Tuesday, September 27, 2005

Shifting The Problem?

'Boundary-shifting' approaches to the Sorites paradox propose that Soritical reasoning only looks convincing because the boundary for the correct application of a vague predicate shifts as we consider different items in the Sorites series. On every occasion, the predicate has some precise boundary, but whenever we consider two successive elements in the series our very doing so makes it the case that the boundary does not lie between those two items. As Delia Graff puts it in this paper, ‘the boundary can never be where we are looking’. This boundary-shifting effect is taken to be responsible for the prima facie plausibility of the (false) major premises in Sorites arguments.

But there is a limited range of possibly-acceptable positions for the boundary of a vague predicate (at least, this is true for many vague predicates). Graff accepts this - she describes constraints of the kind I have in mind here as ‘clear-case constraints’ - and it is very hard to see how anyone could deny it.

However, familiarly, what counts as a ‘clear case’ for the application of a vague predicate is itself a vague matter. So clear-case constraints seem to determine a range of acceptable positions for the boundary of a vague predicate which range is itself vaguely defined. (Of course, there will also be other constraints on the extension of the predicate on any given occasion, but these are not relevant here.)

If we adopt any kind of boundary-shifting view, then, we should consider that one important kind of vagueness associated with a vague predicate is vagueness in the range, across contexts, of acceptable positions for the boundary. And this seems to raise issues. For one thing, it looks as though the full account of the vagueness of our original predicate ('is red', say) will in the end have to make mention of the vagueness of another predicate ('is a clear case of redness'). And a similar thing will happen when we come to give an account of the vagueness of the latter predicate, and so on ad infinitum.

Two questions about this:
1. Do we ever really get a proper account of the vagueness of the original predicate if this infinite regress gets going?
2. Isn't the first step problematic enough by itself? Can we really hope to make progress in understanding the vagueness of 'is red' with an account that invokes the vagueness of 'is a clear case of redness'? Surely our understanding of the latter derives from our understanding of the former, not vice versa?
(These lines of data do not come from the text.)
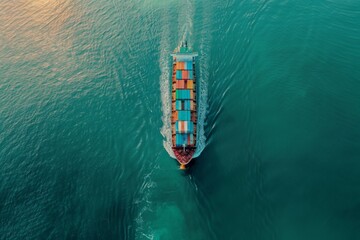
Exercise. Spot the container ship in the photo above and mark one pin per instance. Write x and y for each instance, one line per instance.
(183, 107)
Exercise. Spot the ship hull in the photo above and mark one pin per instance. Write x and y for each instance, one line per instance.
(184, 105)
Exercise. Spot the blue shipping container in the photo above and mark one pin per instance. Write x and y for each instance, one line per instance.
(184, 115)
(191, 74)
(187, 105)
(181, 139)
(178, 105)
(188, 65)
(178, 74)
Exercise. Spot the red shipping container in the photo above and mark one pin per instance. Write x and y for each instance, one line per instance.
(180, 84)
(185, 74)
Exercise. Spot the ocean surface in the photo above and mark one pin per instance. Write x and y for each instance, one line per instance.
(84, 120)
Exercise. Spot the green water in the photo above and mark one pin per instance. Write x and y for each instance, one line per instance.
(84, 109)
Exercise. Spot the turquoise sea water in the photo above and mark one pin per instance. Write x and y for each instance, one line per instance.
(84, 120)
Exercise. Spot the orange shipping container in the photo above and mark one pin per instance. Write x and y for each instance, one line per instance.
(192, 106)
(189, 84)
(180, 84)
(185, 74)
(191, 95)
(175, 116)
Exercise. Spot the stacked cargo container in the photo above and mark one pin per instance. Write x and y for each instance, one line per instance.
(184, 115)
I'd be interested to hear comments and/or indications of where to look for discussions of this sort of point in the literature. (I know Graff has a paper forthcoming in the Proceedings of the Aristotelian Society on boundary-shifting and higher-order vagueness. Anything else?)

4 comments:

craig said...

I surfed for philosophers, and found you writing: "But there is a limited range of possibly-acceptable positions for the boundary of a vague predicate"
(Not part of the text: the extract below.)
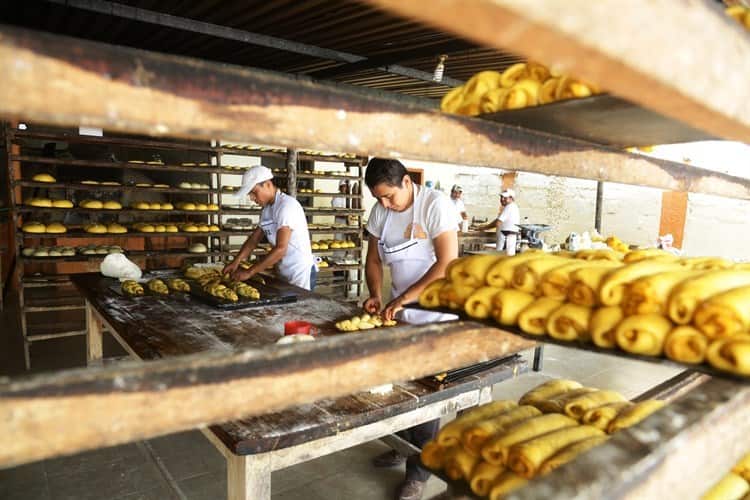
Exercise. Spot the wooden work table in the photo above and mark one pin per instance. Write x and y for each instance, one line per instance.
(153, 327)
I think this statement is the heart of Sorities; there isn't a boundary on a vague predicate. I would say (and am saying here and now) that that lack of boundary is what makes a predicate vague. There's an inside (my pen is red), and an outside (my pants are not red), and you can draw middle zones (my shirt is somewhat red), and as many distinctions as you make, you'll find vagueness, not boundaries, around their edges. I'm ok with that, unlike some. To those who claim that predicates should always have sharp boundaries, I say "Why would you think that, in view of 'red', 'rich', 'pretty', and myriad other vague predicates that you must be familiar with?"

Aidan said...

Craig - this is just to assert what Graff denies. You may be right, but philosophers tend to like to see arguments for claims like this. (There are some - Mark Sainsbury gives a bunch in 'Concepts without Boundaries', but it's fair to say they haven't been widely accepted. And even Mark doesn't think it is a matter of definition that vague concepts lack boundaries, otherwise presumably he wouldn't bother giving arguments to that effect)

Carrie - I think people have tended not to ask these kinds of questions because a lot of the literature has viewed Graff's position as a type of epistemicism, with the boundary-shifting just invoked to explain our ignorance of where the cut-off lies (I'm actually giving a talk here next week objecting to Graff which will be very guilty of this).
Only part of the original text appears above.